Have you ever felt like your life has become no more useful than a broken and waterlogged violin? Perhaps your life is not working out the way you had hoped. Maybe you feel unloved and wonder if the shattered pieces of your life will ever make any sense. Did you know that your broken and shattered life is even more valuable than Hartley’s violin? Jesus even said that nothing in the whole world is more valuable than your soul (see Matthew 16:26).

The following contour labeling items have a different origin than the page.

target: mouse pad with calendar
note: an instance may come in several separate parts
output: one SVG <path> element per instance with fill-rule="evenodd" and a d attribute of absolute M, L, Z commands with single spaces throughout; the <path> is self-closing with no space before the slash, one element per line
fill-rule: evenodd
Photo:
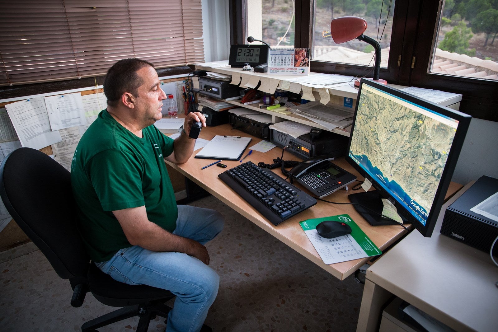
<path fill-rule="evenodd" d="M 326 220 L 347 223 L 351 227 L 351 233 L 334 238 L 322 237 L 318 235 L 316 225 Z M 325 264 L 345 262 L 382 253 L 348 215 L 308 219 L 301 221 L 299 224 Z"/>

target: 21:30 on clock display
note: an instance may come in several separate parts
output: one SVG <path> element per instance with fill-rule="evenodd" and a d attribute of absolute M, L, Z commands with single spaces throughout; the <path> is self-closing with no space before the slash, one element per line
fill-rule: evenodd
<path fill-rule="evenodd" d="M 254 67 L 268 62 L 268 47 L 265 45 L 233 44 L 230 46 L 228 64 L 242 68 L 246 64 Z"/>
<path fill-rule="evenodd" d="M 257 62 L 259 61 L 259 50 L 254 47 L 239 47 L 237 48 L 237 62 Z"/>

Your real value is not tied to how good looking you are, how talented you are, how much money you make, or even how hard you work. Thomas Brooks, an English preacher (1608–1680) put it this way, “There is no love nor loveliness in us that should cause a beam of

[God’s] love to shine upon us.”

You are valuable because you were made by an all-powerful Creator who implanted an eternal soul in you. That is why God says “I have loved you with an everlasting love;therefore I have drawn you with lovingkindness” (Jeremiah 31:3). We know that God loves us because Jesus volunteered to endure the awful punishment of our sin for us. Jesus “…loves us and released us from our sins by His blood” (Revelation 1:5).

God’s love makes it possible for us to know that Him personally, both now and forever. We will enjoy God’s never ending love for us when we give Him our broken and worn out lives. Jesus said, “Come to Me, all who are weary and heavy-laden, and I will give you rest” (Matthew 11:28). You don’t have to worry about God turning you away if you come to Him admitting your own brokenness. “The sacrifices of God are a broken spirit; a broken and a contrite heart, O God, You will not despise” (Psalm 51:17).

We can rejoice in our brokenness, as King David did, and know that, “the lovingkindness of the Lord is from everlasting to everlasting on those who fear Him…” (Psalm 103:17). When a person puts his trust in what Christ did on the Cross, God pours out His love on him and begins a relationship that is intimate and unbreakable. “We have come to know and have believed the love which God has for us. God is love, and the one who abides in love abides in God, and God abides in him” (1 John 4:16).

Handing our broken lives over to Christ and trusting what He has done to pay for our sin gives us a sweet assurance of how immensely valuable we are! “Now may our Lord Jesus Christ Himself and God our Father, who has loved us and given us eternal comfort and good hope by grace, comfort and strengthen your hearts in every good work and word” (2 Thessalonians 2:16–17).